The top court perused the affidavit of the Union Ministry of Mines filed in response to its earlier query whether any cap can be put on mining in Odisha keeping in mind the limited iron ore reserves there and said it does not have the view of the Environment Ministry.
“We want the view of the Ministry of Environment, Forest and Climate Change (MoEFCC). This ministry is the expert body and it can tell us about the impact of the iron ore mining on the environment and the concept of intergenerational equity,” said the bench comprising Chief Justice of India D Y Chandrachud, Justice J B Pardiwla and Justice Manoj Misra.
The order was passed after a counsel for the petitioner Common Cause, an NGO, said the iron ore is set to be exhausted in 25 years keeping in mind the present pace of mining and hence it needs to be capped.
Earlier, the top court had sought the Centre’s response on whether any cap can be put on mining in Odisha keeping in mind the limited iron ore reserves in the state.
Meanwhile, the bench also directed the Odisha government to file a fresh affidavit in four weeks giving details of recoveries of dues from defaulter mining firms, which were held guilty of violating norms in the state, from the last order passed on August 14.
It also asked the state government to provide the details of properties of mining firms which were attached for recovering the dues.
Senior advocate Rakesh Dwivedi, appearing for Odisha, had said on August 14 this year that the state government recovered a substantial amount in fines from the defaulting mining firms but Rs 2,622 crore was yet to be collected from them.
About Rs 2,215 crore compensation was to be recovered from five lessee mining firms alone, he had said and assured the court that the government would take steps to ensure expeditious recovery of the outstanding dues.
The bench had taken note of the submissions by the NGO that had filed a PIL against illegal mining in 2014 that the defaulting firms or their promoters be not allowed to take part in any future auctioning process involving the state’s valuable mineral resources, and the dues may be recovered by attaching their properties.
The bench had asked the Odisha government to ensure that the recovery, due to the state, may also be done by attaching the properties of the defaulting firms.

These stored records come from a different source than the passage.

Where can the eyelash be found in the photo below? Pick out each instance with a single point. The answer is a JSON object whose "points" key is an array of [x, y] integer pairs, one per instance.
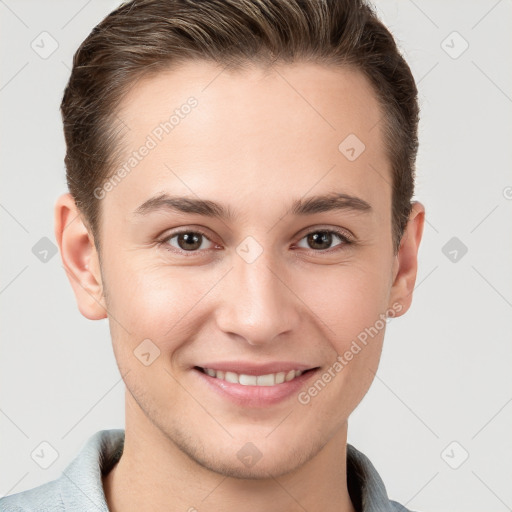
{"points": [[345, 239]]}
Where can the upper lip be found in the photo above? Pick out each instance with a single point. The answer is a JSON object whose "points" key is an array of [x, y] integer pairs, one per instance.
{"points": [[247, 368]]}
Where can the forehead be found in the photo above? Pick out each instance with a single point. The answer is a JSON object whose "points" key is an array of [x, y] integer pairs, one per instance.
{"points": [[252, 135]]}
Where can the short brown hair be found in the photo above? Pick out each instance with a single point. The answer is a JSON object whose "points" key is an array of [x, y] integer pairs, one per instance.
{"points": [[142, 37]]}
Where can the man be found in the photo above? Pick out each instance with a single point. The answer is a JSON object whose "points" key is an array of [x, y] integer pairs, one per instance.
{"points": [[240, 176]]}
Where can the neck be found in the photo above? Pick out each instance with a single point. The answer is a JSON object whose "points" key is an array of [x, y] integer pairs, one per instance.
{"points": [[154, 474]]}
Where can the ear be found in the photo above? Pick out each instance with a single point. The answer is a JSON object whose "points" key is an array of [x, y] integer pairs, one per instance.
{"points": [[406, 261], [80, 258]]}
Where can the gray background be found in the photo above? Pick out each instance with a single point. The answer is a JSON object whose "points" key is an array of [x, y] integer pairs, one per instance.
{"points": [[445, 373]]}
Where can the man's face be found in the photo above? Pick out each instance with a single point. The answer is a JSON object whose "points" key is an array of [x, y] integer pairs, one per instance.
{"points": [[265, 285]]}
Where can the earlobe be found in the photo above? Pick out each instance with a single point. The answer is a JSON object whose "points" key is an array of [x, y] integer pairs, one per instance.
{"points": [[407, 259], [79, 258]]}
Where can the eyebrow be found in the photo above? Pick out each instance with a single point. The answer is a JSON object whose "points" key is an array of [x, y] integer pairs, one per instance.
{"points": [[300, 207]]}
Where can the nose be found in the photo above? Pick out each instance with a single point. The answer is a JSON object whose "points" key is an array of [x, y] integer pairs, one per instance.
{"points": [[257, 303]]}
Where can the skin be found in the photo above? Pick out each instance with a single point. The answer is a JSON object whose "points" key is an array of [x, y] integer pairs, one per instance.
{"points": [[256, 141]]}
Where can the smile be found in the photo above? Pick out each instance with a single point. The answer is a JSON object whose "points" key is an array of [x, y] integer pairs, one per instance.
{"points": [[270, 379]]}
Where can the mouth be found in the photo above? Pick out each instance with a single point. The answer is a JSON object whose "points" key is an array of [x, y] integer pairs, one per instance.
{"points": [[269, 379]]}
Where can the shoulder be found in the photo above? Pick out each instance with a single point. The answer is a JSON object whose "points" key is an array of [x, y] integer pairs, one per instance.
{"points": [[80, 484], [397, 507], [44, 498]]}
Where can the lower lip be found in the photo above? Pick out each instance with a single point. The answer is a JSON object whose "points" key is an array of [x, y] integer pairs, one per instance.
{"points": [[255, 396]]}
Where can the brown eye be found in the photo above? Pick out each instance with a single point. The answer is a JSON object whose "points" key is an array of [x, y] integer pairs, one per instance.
{"points": [[187, 241], [322, 240]]}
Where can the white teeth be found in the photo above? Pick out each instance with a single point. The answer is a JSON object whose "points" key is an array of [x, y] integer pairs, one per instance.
{"points": [[230, 377], [254, 380], [290, 375]]}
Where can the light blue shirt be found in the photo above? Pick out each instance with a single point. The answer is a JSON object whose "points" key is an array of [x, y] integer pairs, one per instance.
{"points": [[80, 488]]}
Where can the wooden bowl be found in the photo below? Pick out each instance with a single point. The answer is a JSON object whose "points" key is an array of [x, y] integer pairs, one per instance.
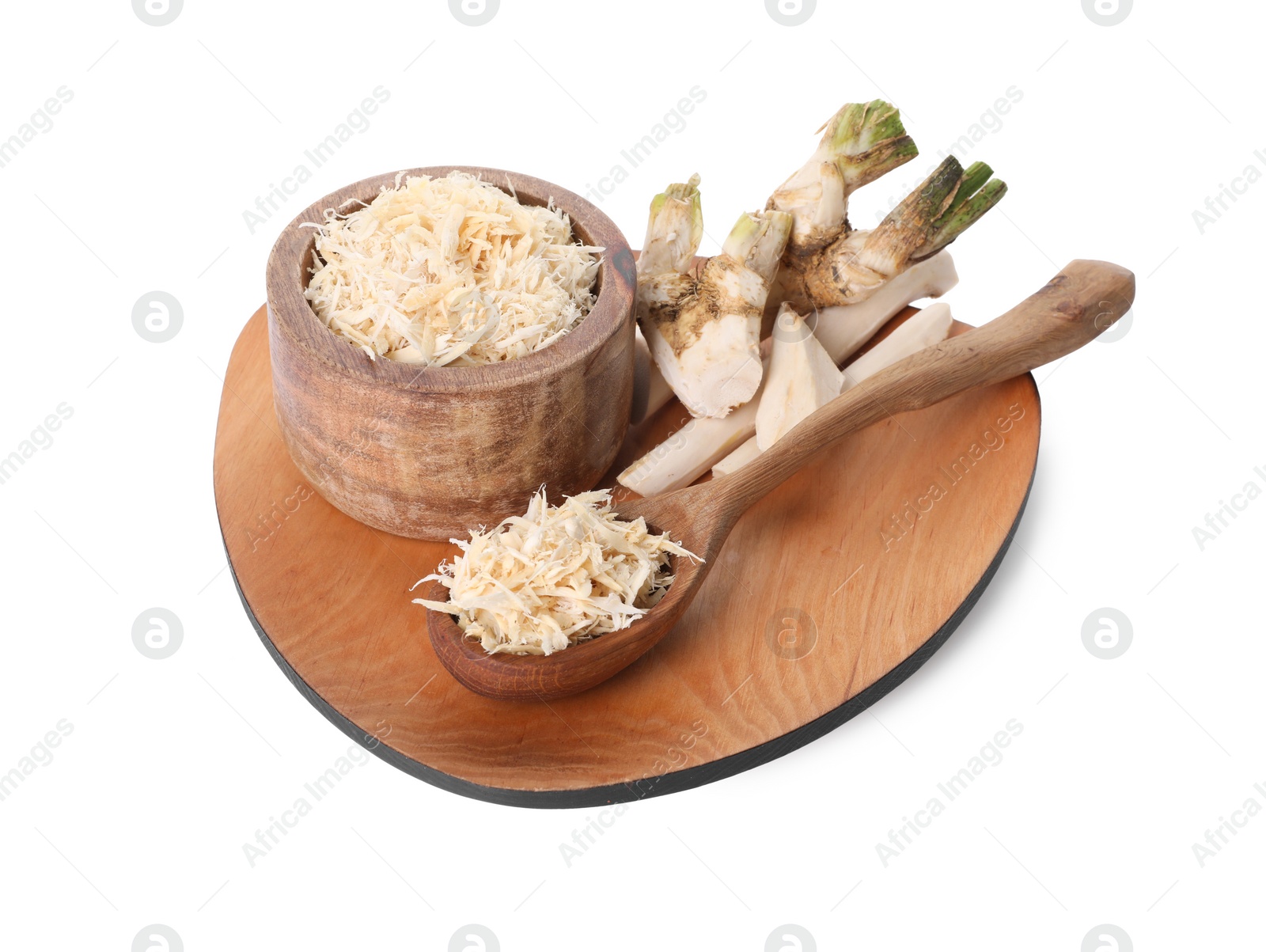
{"points": [[432, 452]]}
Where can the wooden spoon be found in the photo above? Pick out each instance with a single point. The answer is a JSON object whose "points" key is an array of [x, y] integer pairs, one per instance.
{"points": [[1074, 308]]}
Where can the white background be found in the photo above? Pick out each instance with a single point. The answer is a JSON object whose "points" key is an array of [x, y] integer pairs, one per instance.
{"points": [[172, 765]]}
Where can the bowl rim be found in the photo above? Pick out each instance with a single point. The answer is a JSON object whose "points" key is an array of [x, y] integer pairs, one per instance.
{"points": [[290, 312]]}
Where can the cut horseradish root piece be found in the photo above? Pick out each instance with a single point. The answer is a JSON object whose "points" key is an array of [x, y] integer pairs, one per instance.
{"points": [[802, 377], [856, 265], [693, 449], [930, 327], [704, 332], [861, 142]]}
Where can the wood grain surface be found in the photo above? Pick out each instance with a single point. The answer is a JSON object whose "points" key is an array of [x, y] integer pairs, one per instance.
{"points": [[831, 590]]}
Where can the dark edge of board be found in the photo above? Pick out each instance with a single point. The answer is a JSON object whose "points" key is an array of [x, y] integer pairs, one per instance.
{"points": [[664, 784]]}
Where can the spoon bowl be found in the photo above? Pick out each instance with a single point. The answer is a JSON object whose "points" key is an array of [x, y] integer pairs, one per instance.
{"points": [[1075, 306]]}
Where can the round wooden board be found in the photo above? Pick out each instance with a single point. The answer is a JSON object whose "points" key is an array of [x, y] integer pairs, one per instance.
{"points": [[829, 593]]}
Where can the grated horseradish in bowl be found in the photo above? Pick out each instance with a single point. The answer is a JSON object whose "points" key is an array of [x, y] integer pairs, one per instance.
{"points": [[445, 341]]}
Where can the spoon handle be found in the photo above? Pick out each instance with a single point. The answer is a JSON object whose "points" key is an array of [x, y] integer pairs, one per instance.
{"points": [[1074, 308]]}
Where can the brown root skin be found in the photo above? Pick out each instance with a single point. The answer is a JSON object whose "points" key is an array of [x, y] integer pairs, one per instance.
{"points": [[680, 320]]}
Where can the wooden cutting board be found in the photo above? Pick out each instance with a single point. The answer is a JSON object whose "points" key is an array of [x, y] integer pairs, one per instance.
{"points": [[829, 593]]}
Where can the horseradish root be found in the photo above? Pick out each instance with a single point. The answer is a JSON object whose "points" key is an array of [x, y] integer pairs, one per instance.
{"points": [[930, 327], [540, 582], [861, 142], [696, 447], [802, 379], [704, 331], [858, 264]]}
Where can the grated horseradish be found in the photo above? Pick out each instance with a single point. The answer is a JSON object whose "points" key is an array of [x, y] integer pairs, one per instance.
{"points": [[540, 582], [449, 271]]}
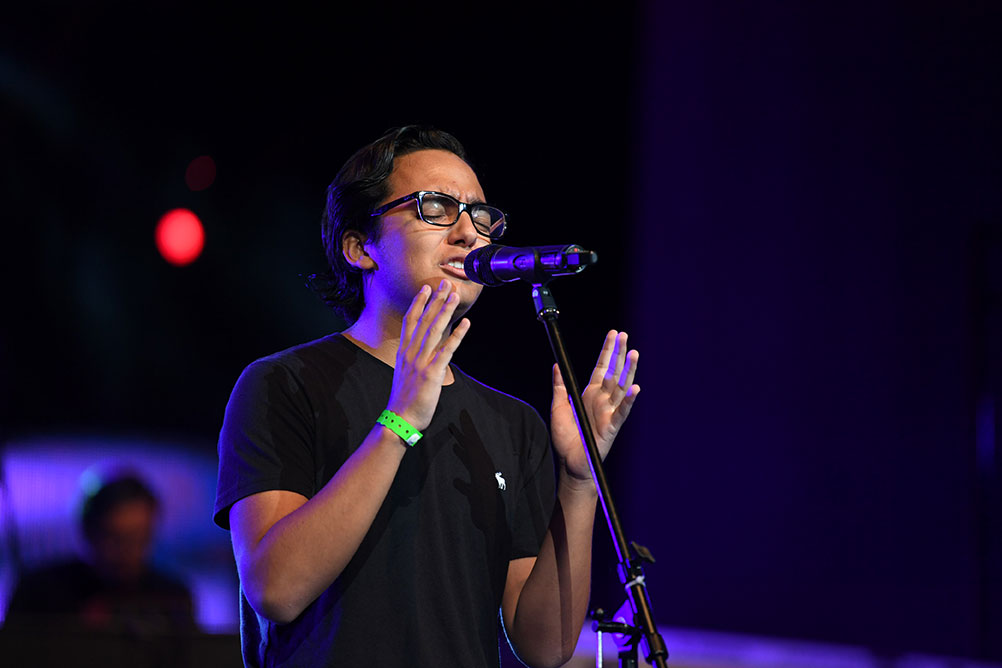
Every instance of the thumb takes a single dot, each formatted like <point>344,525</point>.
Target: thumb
<point>559,390</point>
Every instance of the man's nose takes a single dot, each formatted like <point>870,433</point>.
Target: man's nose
<point>464,231</point>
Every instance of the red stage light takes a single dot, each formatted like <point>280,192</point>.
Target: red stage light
<point>200,173</point>
<point>179,236</point>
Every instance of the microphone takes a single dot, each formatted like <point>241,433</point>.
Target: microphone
<point>495,264</point>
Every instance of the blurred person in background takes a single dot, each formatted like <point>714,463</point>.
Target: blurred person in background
<point>115,587</point>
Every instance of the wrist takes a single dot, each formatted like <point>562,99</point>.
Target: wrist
<point>584,488</point>
<point>399,425</point>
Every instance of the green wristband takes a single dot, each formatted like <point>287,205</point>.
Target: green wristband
<point>399,426</point>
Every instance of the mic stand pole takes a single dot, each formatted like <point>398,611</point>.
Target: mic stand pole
<point>630,571</point>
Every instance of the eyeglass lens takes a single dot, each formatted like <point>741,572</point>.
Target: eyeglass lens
<point>443,210</point>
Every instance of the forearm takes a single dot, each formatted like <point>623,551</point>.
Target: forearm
<point>303,553</point>
<point>554,601</point>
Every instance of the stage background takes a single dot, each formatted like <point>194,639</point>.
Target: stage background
<point>798,216</point>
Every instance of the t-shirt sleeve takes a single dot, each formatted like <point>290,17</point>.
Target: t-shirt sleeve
<point>536,498</point>
<point>267,438</point>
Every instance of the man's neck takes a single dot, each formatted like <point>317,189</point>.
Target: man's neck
<point>379,336</point>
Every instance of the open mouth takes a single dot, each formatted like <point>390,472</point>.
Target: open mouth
<point>454,267</point>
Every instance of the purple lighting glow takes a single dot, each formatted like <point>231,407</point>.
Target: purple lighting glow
<point>43,479</point>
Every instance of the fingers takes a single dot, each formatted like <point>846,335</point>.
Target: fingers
<point>608,347</point>
<point>616,368</point>
<point>426,319</point>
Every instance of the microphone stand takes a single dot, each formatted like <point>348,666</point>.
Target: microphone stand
<point>643,630</point>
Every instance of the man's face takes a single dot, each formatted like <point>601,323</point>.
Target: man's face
<point>411,252</point>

The state government had said the lease agreements of defaulting firms have already expired and no fresh leases have been granted.
Lawyer Prashant Bhushan had said there should be a cap on iron ore mining in Odisha, as was done in Karnataka and Goa, keeping in mind the limited reserves of the mineral.
The Odisha government said the state had an estimated iron ore reserve of 9,220 million tonnes, and it may rise depending on research being conducted from time to time. The bench had then asked the Centre to mull over the issue and file its response within eight weeks on whether a cap can be put on iron ore mining in the state.